Last year started with the Panama Papers story and ended with the Auditor General’s papers story, which may turn out to be much more serious than the Panama Papers.

The reason is a simple one. While the Panama Papers story was built and inflated on imaginary “millions of euros hidden in a shell company in Panama”, the millions mentioned in the Auditor General’s papers (the two damning reports) are real and not imaginary – a cool €8 million worth, as valued by the NAO, of government land transferred to a well-known PN benefactor for the paltry sum of €706,000.

There is another big difference between these two stories. The person involved in the Panama Papers story, Konrad Mizzi, had immediately faced the press, gave an explanation and also asked the Commissioner of Inland Revenue to carry out a tax audit on all his assets, both in Malta and abroad.
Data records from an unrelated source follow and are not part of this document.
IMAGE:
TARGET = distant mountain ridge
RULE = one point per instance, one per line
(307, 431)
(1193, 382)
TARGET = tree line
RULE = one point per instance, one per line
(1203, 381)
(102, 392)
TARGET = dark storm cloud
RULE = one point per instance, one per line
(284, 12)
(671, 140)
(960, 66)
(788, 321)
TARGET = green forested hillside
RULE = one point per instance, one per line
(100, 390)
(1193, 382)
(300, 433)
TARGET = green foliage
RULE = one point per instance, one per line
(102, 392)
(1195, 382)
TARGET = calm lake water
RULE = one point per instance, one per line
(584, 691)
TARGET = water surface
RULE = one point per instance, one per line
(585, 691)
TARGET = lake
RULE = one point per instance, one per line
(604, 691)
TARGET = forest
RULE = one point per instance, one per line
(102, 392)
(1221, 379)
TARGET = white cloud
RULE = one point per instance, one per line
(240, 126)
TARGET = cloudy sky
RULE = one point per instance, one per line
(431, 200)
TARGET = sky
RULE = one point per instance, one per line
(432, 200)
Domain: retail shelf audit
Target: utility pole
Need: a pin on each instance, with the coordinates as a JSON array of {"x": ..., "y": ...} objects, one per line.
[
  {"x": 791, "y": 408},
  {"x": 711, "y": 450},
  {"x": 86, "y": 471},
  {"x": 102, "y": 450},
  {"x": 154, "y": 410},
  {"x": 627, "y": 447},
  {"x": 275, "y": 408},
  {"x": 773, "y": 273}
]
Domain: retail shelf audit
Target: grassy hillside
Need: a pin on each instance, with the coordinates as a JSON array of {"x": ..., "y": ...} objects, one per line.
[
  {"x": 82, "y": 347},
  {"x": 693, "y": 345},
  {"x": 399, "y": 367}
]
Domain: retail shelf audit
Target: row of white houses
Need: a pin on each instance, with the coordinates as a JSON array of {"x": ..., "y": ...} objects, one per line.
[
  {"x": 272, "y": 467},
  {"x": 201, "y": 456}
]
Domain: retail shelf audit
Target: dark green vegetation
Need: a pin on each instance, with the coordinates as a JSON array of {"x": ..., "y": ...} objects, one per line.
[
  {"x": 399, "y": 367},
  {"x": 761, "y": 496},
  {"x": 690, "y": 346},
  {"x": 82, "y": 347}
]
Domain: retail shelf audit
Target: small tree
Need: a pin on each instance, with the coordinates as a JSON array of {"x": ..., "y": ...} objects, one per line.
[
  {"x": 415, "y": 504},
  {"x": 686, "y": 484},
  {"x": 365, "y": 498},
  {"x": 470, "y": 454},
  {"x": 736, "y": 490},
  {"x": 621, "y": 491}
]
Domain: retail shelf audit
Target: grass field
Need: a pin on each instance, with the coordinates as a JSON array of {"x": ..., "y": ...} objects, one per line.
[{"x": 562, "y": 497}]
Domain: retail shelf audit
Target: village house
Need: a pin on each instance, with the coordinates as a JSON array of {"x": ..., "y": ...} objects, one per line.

The Prime Minister had also ordered two investigations, one locally and another one by an international audit company.

On this latest Auditor General’s papers story, the person involved, former Nationalist minister Jason Azzopardi, has been running away from journalists fearing they could ask him embarrassing questions. The leader of the Opposition has not said anything and allowed his deputy, Beppe Fenech Adami, to unleash a hysterical attack in Parliament on Justice Minister Owen Bonnici for offering Azzopardi time in the House to give his reaction to the Auditor General’s damning reports.

If I remember correctly, former PN general secretary, Paul Borg Olivier, had once said that, at times, the party used a system of “barter” to pay off debts. The big question is whether the PN had used the ‘barter’ system in this latest scandal to hit the PN.

How easy it is for any political leader to talk about “setting high standards of good governance” and about “honest politics” but then fails miserably when having to walk the talk.